Doctor Leo Hayes was our company doctor

From the big coal companies he got his pay

For thirty-nine years he tried to cure us

And now today on his deathbed lay.

He called his five boys and his three daughters

And at his bed we stood around

We heard him tell the history of the coal miners

And he said, "Don't let these people down."

You are all connected with the practice of medicine

You promise you'll keep true I know

You will do your best to help these people

I close my eyes for I must go.

His youngest girl was Doctor Betty

With her face so pretty and her smile so sweet

She walked the coal towns of Force and Byrndale

She saw the sewage waters flowing down the street.

She saw the children drink the cankered water

She saw the chickens fly up on the roof

She saw the waters overflow the sewers

And flood their gardens of victory.

She went to the big shots of the Shawmut Company

She did not beg and she did not plead

She stood flatfooted and pounded the table

Sewer pipes and bathrooms are what we need.

My dady told me to fight to cure sickness

But I can't cure sickness with sewage all around

These germs kill people quicker than I can cure them

We need a foundation under every house.

We need a bathroom for every family

Yes, you can set there and blink your eyes

Three hundred miners are out behind me

We will clean this town or know the reason why.

I quit my job as the family doctor

I nailed up my shingle and went on my own

I carried my pillbag and waded those waters

I set by a deathbed in many a home.

I saw you catch rainwater in rusty washtubs

I saw you come home dirty up out of your pits

Watched you ride with your coffin up to your graveyard

With not a nickel to pay your burying debt.

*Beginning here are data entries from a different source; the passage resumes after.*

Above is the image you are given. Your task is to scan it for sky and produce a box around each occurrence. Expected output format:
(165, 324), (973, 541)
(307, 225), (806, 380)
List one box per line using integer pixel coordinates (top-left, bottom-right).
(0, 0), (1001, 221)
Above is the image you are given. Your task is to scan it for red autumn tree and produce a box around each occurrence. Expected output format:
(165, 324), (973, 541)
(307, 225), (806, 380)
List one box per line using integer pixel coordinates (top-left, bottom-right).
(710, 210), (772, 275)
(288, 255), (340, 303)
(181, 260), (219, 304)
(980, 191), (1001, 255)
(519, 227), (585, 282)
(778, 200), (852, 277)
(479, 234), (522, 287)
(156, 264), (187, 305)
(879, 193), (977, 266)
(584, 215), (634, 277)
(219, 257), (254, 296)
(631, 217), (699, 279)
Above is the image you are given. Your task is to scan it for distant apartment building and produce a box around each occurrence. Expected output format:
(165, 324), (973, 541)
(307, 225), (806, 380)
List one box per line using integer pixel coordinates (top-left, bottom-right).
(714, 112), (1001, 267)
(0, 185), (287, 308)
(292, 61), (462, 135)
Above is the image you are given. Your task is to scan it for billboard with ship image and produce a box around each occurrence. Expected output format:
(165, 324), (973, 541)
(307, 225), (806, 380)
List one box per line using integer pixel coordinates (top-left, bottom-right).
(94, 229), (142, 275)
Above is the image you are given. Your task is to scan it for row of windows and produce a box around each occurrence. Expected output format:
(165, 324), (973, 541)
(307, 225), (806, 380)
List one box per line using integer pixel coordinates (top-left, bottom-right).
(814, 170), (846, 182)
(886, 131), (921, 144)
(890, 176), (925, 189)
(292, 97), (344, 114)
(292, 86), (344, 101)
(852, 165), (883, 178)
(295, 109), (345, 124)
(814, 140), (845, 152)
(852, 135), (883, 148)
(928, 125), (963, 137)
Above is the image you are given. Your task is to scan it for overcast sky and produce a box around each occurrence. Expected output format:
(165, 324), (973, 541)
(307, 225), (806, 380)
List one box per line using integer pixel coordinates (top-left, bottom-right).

On July the fifteenth from the hills around

Three hundred miners walked down through town

The state inspector was testing the water

While he was working you stood around.

One miner asked him to have a drink free

The inspector looked out toward our pits

He set his hat back on his head and says,

"I wouldn't drink a drop of that on a bet."

I think of my daddy and brothers and sisters

When we stood around his dying bed

When I walk the streets of the company towns

I can hear every word my daddy said.

The Shawmut Company is caught in its own paws

The people not worth the money they cost

A hundred have died, three hundred not working

Thirty thousand tons of coal is lost.